Medien und Presse


Mehr handeln, weniger reden

Erdüberlastungstag


© IG BAU (Alexander Paul Englert)
Frankfurt am Main, 01.08.2018
Die Industriegewerkschaft Bauen-Agrar-Umwelt (IG BAU) fordert die Politik zu einer entschiedeneren Nachhaltigkeits-Strategie auf. Anlässlich des heutigen Erdüberlastungstags sagte der Stellvertretende IG BAU-Bundesvorsitzende Dietmar Schäfers: „Brennende Wälder, Stürme, Starkregen mit folgendem Hochwasser – die Zeichen der Natur können nicht deutlicher sein. Der Planet Erde ist erschöpft, weil wir über unsere Verhältnisse leben. Trotzdem passiert nichts.

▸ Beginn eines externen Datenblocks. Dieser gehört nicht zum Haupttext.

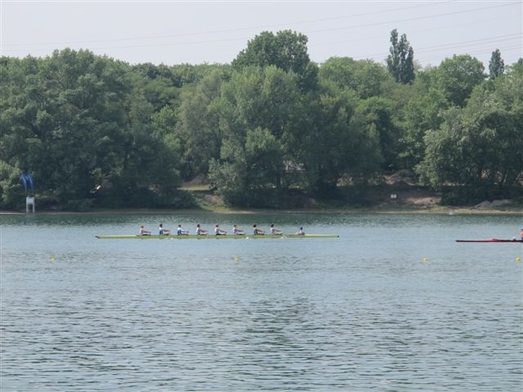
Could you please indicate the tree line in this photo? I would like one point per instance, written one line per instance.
(92, 129)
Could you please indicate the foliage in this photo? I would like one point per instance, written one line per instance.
(400, 61)
(96, 132)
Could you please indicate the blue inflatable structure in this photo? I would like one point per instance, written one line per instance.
(27, 182)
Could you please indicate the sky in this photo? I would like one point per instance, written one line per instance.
(215, 32)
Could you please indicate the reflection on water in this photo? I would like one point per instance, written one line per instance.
(393, 304)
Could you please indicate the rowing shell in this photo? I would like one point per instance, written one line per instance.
(493, 240)
(217, 237)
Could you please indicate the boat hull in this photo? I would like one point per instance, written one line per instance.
(213, 237)
(493, 240)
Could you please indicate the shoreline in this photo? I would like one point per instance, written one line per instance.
(380, 210)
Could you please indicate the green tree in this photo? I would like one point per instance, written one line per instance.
(480, 147)
(457, 77)
(496, 65)
(286, 50)
(400, 61)
(365, 77)
(259, 115)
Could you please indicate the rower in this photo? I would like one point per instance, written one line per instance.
(275, 231)
(200, 231)
(256, 230)
(237, 231)
(163, 231)
(181, 231)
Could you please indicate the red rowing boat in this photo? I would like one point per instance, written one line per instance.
(493, 240)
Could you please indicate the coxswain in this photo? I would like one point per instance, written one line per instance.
(163, 231)
(218, 231)
(256, 230)
(143, 231)
(275, 231)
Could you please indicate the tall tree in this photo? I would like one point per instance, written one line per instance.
(456, 78)
(400, 62)
(496, 65)
(286, 50)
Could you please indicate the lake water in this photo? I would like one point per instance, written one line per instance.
(394, 304)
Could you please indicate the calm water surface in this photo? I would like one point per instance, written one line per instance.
(394, 304)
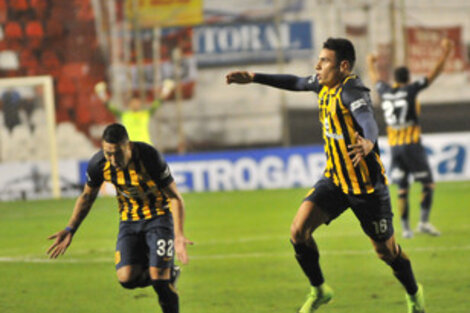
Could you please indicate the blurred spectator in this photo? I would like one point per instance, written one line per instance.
(136, 118)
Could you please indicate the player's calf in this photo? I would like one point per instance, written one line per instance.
(167, 296)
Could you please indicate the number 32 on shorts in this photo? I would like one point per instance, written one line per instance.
(380, 226)
(165, 247)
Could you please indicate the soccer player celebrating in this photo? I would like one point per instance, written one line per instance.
(354, 175)
(149, 232)
(401, 110)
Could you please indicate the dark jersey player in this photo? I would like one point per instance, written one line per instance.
(354, 176)
(149, 231)
(401, 111)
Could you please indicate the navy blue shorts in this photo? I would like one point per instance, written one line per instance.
(147, 242)
(410, 160)
(374, 211)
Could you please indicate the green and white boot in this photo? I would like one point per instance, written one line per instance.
(416, 302)
(317, 296)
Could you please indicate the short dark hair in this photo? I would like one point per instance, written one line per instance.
(343, 48)
(115, 133)
(402, 75)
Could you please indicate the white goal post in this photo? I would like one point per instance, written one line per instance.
(48, 100)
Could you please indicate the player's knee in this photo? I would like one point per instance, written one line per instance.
(128, 284)
(428, 187)
(127, 277)
(385, 254)
(297, 234)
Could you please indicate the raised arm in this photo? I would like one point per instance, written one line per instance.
(447, 46)
(282, 81)
(64, 237)
(178, 212)
(372, 68)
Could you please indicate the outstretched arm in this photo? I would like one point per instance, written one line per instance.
(177, 209)
(282, 81)
(447, 46)
(63, 238)
(372, 68)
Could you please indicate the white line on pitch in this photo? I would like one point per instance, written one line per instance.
(26, 259)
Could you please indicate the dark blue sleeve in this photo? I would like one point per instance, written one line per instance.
(155, 165)
(359, 103)
(382, 87)
(419, 84)
(288, 82)
(94, 173)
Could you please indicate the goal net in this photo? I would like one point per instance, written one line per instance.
(28, 147)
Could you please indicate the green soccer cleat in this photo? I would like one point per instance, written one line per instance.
(416, 302)
(316, 297)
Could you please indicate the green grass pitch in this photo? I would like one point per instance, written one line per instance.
(241, 262)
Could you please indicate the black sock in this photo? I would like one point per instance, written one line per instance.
(404, 273)
(308, 258)
(426, 203)
(167, 296)
(404, 209)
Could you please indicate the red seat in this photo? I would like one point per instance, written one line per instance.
(74, 70)
(54, 29)
(66, 86)
(28, 59)
(19, 5)
(34, 29)
(40, 7)
(13, 30)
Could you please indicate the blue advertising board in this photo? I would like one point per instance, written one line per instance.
(217, 45)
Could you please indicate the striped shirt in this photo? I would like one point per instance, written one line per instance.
(341, 113)
(139, 186)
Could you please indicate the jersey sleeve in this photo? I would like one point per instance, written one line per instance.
(94, 173)
(419, 84)
(156, 165)
(359, 103)
(382, 87)
(289, 82)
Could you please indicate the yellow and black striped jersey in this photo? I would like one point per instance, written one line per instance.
(339, 111)
(139, 186)
(336, 106)
(401, 111)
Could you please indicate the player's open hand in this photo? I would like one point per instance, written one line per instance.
(371, 58)
(447, 44)
(240, 77)
(180, 248)
(358, 151)
(63, 239)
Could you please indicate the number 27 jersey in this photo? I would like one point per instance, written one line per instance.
(401, 111)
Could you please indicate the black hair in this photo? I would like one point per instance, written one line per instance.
(343, 48)
(402, 75)
(115, 133)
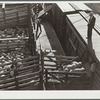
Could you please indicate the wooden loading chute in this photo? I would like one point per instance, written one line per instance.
(20, 67)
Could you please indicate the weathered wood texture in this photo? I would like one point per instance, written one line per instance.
(14, 15)
(27, 77)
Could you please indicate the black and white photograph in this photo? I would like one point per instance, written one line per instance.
(49, 46)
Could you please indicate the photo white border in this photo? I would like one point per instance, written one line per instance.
(77, 94)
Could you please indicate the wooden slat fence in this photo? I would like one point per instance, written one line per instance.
(27, 75)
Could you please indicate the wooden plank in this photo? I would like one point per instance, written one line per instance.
(28, 75)
(28, 79)
(7, 85)
(28, 84)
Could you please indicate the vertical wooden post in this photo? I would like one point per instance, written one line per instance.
(31, 35)
(46, 75)
(16, 79)
(17, 17)
(4, 17)
(42, 65)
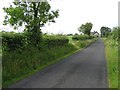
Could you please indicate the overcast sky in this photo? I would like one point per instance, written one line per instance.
(73, 13)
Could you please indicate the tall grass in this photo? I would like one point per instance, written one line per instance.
(16, 65)
(20, 64)
(112, 61)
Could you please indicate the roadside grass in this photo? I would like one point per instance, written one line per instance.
(112, 62)
(19, 65)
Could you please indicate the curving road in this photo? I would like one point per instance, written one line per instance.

Im Gegenteil: In diesem Jahr kommt der Erdüberlastungstag so früh wie noch nie! Mit einem ‚weiter so‘ zerstören wir aber unsere Lebensgrundlage. Deshalb muss die Politik jetzt alles daran setzen, umzusteuern. Es muss Schluss damit sein, die Interessen der Wirtschaft vor die der Menschen und der Umwelt zu stellen. Die Vergangenheit hat oft genug gezeigt, dass bei rein freiwilligen Leistungen der Profitdruck stets die guten Absichten verdrängt. Wir brauchen eine neue, ökologische und soziale Prioritätensetzung in allen gesellschaftlichen Bereichen. Dazu zählt nicht zuletzt, dass jede und jeder in der Lage ist, sich ein nachhaltig gestaltetes Leben zu leisten. Wir haben genug Schaufensterreden gehört, es ist höchste Zeit zum Handeln.“

Der Erdüberlastungstag beschreibt den Zeitpunkt im Jahr, an dem der Mensch die natürlichen Ressourcen in einem Ausmaß verbraucht hat, dass es der Erde nicht möglich ist, sich im Rest des Jahres zu regenerieren. Das heißt, die Ressourcen, die ab heute verbraucht werden, gehen zulasten von künftigen Generationen.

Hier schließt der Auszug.